Eh, è perché non lo sapeva. Non si è accorto e, per la verità, non si sono accorti neanche gli organizzatori, una lobby di giovani conservatori. Pare, dice il Time, che dovessero proiettare il simbolo sul megaschermo dietro il palco e, con una ricerchina su Google, abbiano preso il primo che hanno trovato. Peccato che fosse un falso satirico, creato fra l’altro da un ex repubblicano pentito (molto pentito, sembrerebbe).

Mi sono appuntato la notizia qualche giorno fa, quando l’ho vista passare su Feedly: nel frattempo ne ha parlato Il Post e altri. Se ho deciso di pubblicare anch’io la notizia è per condividere due riflessioni.

La prima è che quando si parla di analfabetismo funzionale o incapacità di comprendere ed elaborare immagini e informazioni reperite sulla rete si dovrebbero includere non solo i montanari isolati, le donnette di parrocchia e gli autotrasportatori molisani ai quali sembrano pensare spesso certi intellettuali ma anche stagisti laureati e responsabili di uffici elettorali. Questo tipo di incidenti nei quali si pesca qualcosa su Google e lo si pubblica senza controllare, infatti, sta aumentando esponenzialmente e non può dipendere tutto dal fatto che si lavora in tempi stretti.

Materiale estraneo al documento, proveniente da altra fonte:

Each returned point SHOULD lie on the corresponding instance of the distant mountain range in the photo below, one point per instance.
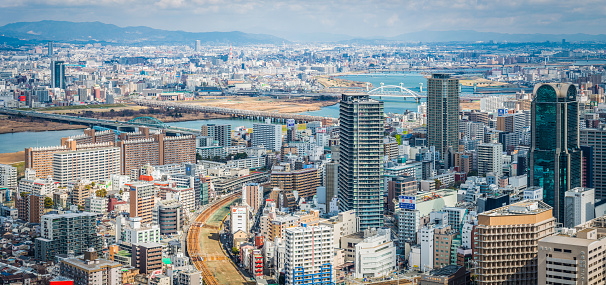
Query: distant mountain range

La seconda osservazione riguarda, invece, l’aspetto satirico e il possibile sabotaggio come spiegazione dell’episodio, ed è che più politici e celebrità hanno come punto di forza un certo tipo di presenza mediatica, più diventano vulnerabili: lo striscione calato dietro il palco, il photobombing, lo sviamento della simbologia, il meme che travisa sono tattiche di lotta mediatica efficaci.

Naturalmente non sta tutto lì: Trump ha parlato lo stesso davanti a quattrocento giovani reazionari osannanti. Salvini dopo il bacio di qui sopra è comunque cresciuto nei sondaggi per effetto di altre cose che ha fatto. Ma la beffa dello stemma presidenziale nega comunque a Trump la possibilità di rilanciare su Twitter il racconto del successo della manifestazione (o gli restringe gli spazi entro i quali può farlo). Il bacio fa fare a Salvini una figura da sprovveduto. E non va sottovalutato, in questi tempia aggressivi, che è tutto un segnare il colpo e strappare lo scalpo, e come per i Sioux quelli che segnano più colpi hanno già messo in inferiorità morale l’avversario.

Poi, naturalmente, dove ci porti tutto questo, che è solo una ritualizzazione delle botte in piazza fra sostenitori dell’una e dell’altra parte, è tutto un altro discorso, ma qui mi è sembrato segnalare il punto, che non è – attenzione – il fatto che le immagini nella nostra società sono importanti – ma la lotta per poter preservare lo spazio nel quale poter usare le proprie immagini.